Paola alzó la vista. Se le quedó mirando fijamente y habló despacio, muy despacio, con la voz helada, átona.

—Escúchame bien, Carlo, porque solo lo diré una vez. Voy a coger al que le hizo esto a Pontiero. Ni tú ni nadie tiene nada que decir al respecto. ¿Me he expresado con claridad?

—No parece tener muy claro quién es el jefe aquí, Dicanti.

—Tal vez. Pero sí tengo claro qué es lo que tengo que hacer. Hazte a un lado, por favor.

Boi abrió la boca para responder pero en lugar de ello se apartó. Paola, encaminó sus enfurecidos pasos hacia la salida.

Fowler sonreía.

—¿Qué es tan gracioso, padre?

—Usted, por supuesto. No me engaña. No pensó en retirarla del caso en ningún momento, ¿verdad?

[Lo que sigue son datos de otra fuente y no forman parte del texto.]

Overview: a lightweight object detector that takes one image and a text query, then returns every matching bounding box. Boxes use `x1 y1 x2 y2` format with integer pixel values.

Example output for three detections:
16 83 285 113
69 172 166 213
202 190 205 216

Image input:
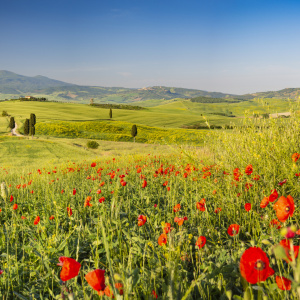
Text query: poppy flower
269 190 278 202
196 236 206 249
275 276 292 291
196 198 205 211
240 247 274 284
142 180 147 189
85 269 105 292
273 195 295 222
227 224 240 236
173 203 181 212
33 216 40 225
138 215 147 226
270 219 281 229
151 290 158 299
245 165 253 175
174 217 187 226
280 239 299 262
60 257 81 281
158 233 167 246
260 197 269 208
245 203 251 211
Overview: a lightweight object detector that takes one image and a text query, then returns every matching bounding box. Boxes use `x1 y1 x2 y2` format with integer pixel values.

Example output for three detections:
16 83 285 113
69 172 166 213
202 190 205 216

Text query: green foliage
23 119 30 135
87 141 99 149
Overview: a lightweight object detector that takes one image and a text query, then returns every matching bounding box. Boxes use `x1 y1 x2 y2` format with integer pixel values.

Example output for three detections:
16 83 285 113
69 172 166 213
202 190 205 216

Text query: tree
131 125 137 142
24 119 30 135
9 117 16 129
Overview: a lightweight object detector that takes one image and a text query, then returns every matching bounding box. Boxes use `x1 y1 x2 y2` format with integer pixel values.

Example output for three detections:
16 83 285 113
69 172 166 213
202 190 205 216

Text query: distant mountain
0 71 73 95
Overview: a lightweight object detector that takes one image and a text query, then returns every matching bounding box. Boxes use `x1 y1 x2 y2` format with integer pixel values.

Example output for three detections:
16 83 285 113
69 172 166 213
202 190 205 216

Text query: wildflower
260 197 269 208
173 203 181 212
33 216 40 225
273 195 295 222
142 180 147 189
196 236 206 249
214 207 222 214
240 247 274 284
269 190 278 202
60 257 81 281
270 219 281 229
227 224 240 236
158 233 167 246
67 207 73 217
85 269 105 292
196 198 205 211
275 276 292 291
138 215 147 226
245 203 251 211
245 165 253 175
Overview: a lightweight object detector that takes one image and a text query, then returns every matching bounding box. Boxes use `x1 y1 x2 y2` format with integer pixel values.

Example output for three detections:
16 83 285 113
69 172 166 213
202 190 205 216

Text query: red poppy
151 290 158 299
275 276 292 291
196 236 206 249
85 269 105 292
142 180 147 189
260 197 269 208
245 165 253 175
280 239 299 261
173 203 181 212
269 190 278 202
138 215 147 226
174 217 187 226
270 219 281 229
240 247 274 284
273 195 295 222
214 207 222 214
158 233 168 246
33 216 40 225
227 224 240 236
60 257 81 281
196 198 205 211
164 223 172 233
245 203 251 211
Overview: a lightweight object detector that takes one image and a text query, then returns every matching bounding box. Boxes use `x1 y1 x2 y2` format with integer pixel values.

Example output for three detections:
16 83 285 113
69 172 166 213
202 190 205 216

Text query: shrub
87 141 99 149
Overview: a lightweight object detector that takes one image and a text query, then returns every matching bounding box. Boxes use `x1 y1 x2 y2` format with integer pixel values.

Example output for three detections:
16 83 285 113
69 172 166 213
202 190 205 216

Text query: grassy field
0 115 300 300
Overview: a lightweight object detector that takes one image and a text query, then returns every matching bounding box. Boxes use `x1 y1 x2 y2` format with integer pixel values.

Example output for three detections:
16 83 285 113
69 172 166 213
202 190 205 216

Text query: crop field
0 109 300 300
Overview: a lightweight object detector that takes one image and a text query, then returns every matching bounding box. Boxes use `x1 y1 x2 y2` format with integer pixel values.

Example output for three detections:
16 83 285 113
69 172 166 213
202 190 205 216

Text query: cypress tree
8 117 16 129
24 119 30 135
131 125 137 142
30 114 36 126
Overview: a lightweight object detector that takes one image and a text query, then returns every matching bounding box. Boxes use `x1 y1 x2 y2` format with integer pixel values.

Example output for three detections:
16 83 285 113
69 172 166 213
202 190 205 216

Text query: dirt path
11 122 23 136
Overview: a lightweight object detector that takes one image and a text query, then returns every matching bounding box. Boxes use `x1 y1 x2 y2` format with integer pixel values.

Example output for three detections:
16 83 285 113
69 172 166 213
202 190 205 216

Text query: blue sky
0 0 300 94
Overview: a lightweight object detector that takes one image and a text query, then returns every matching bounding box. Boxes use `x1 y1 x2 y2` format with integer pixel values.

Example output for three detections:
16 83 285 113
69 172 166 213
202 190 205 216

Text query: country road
11 122 23 136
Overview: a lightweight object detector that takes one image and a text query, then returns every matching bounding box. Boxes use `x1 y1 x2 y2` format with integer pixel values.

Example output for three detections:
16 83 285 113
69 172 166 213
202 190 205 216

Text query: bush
87 141 99 149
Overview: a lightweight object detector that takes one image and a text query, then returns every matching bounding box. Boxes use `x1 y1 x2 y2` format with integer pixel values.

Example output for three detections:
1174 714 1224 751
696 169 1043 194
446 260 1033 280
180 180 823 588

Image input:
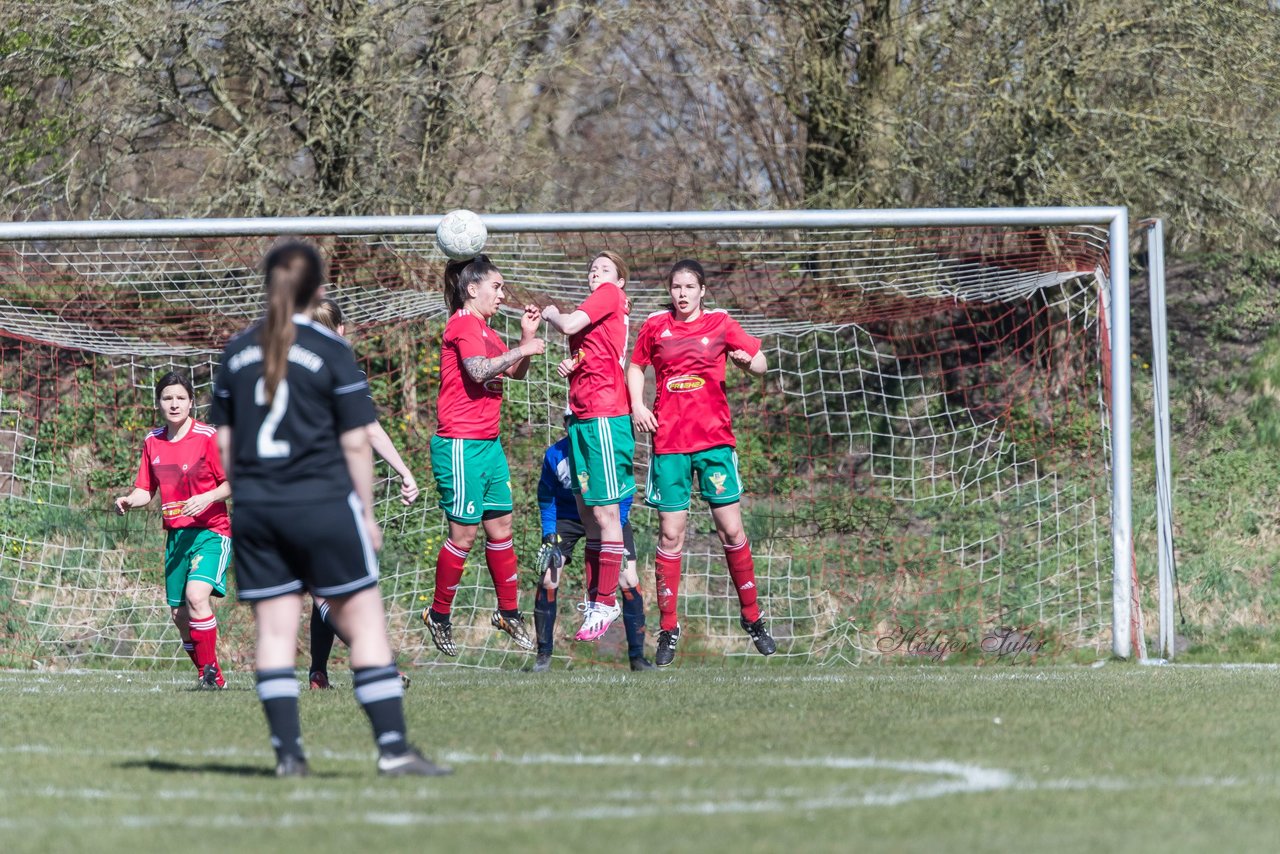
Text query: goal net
0 215 1129 667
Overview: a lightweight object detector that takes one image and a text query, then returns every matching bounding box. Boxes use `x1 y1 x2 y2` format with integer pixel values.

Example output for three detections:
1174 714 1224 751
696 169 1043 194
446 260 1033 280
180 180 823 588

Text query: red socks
654 548 684 631
481 536 520 612
582 539 600 602
724 538 760 622
431 538 471 617
191 617 223 684
595 540 627 606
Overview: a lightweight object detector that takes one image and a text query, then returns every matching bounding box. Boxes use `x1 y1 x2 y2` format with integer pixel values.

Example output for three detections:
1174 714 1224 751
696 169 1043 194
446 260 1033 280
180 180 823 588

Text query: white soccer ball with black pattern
435 210 489 261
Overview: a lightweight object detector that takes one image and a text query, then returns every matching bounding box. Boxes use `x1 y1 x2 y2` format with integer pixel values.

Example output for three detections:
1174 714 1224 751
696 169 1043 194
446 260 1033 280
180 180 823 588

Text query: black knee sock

El director de la UACV fingió asombro.

—Paola es una mujer muy fuerte e independiente, pero necesita centrarse. Toda ésta rabia que está sintiendo ahora puede ser enfocada, canalizada.

—Director… oigo palabras pero no escucho verdades.

—De acuerdo. Lo reconozco. Siento miedo por ella. Necesitaba saber que tiene dentro la fuerza necesaria para seguir. Cualquier otra respuesta que no fuera la que me ha dado habría hecho que la quitase de en medio. No nos enfrentamos a alguien normal.

—Ahora sí está siendo sincero.

Fowler vio que tras el cínico político y administrador había un ser humano. Le vio tal cual era en aquel momento de la madrugada, con la ropa acartonada y el alma rasgada tras la muerte de uno de sus subordinados. Puede que Boi dedicase mucho tiempo a autopromocionarse, pero le había cubierto las espaldas a Paola casi siempre. Aún sentía una fuerte atracción por ella, eso era evidente.

—Padre Fowler, he de pedirle un favor.

—En realidad no.

—¿Cómo dice? —se asombró Boi.

—No ha de pedírmelo. Tendré cuidado de la dottora, a su pesar. Para bien o para mal, solo quedamos tres en esto. Fabio Dante, Dicanti y yo mismo. Tendremos que hacer frente común.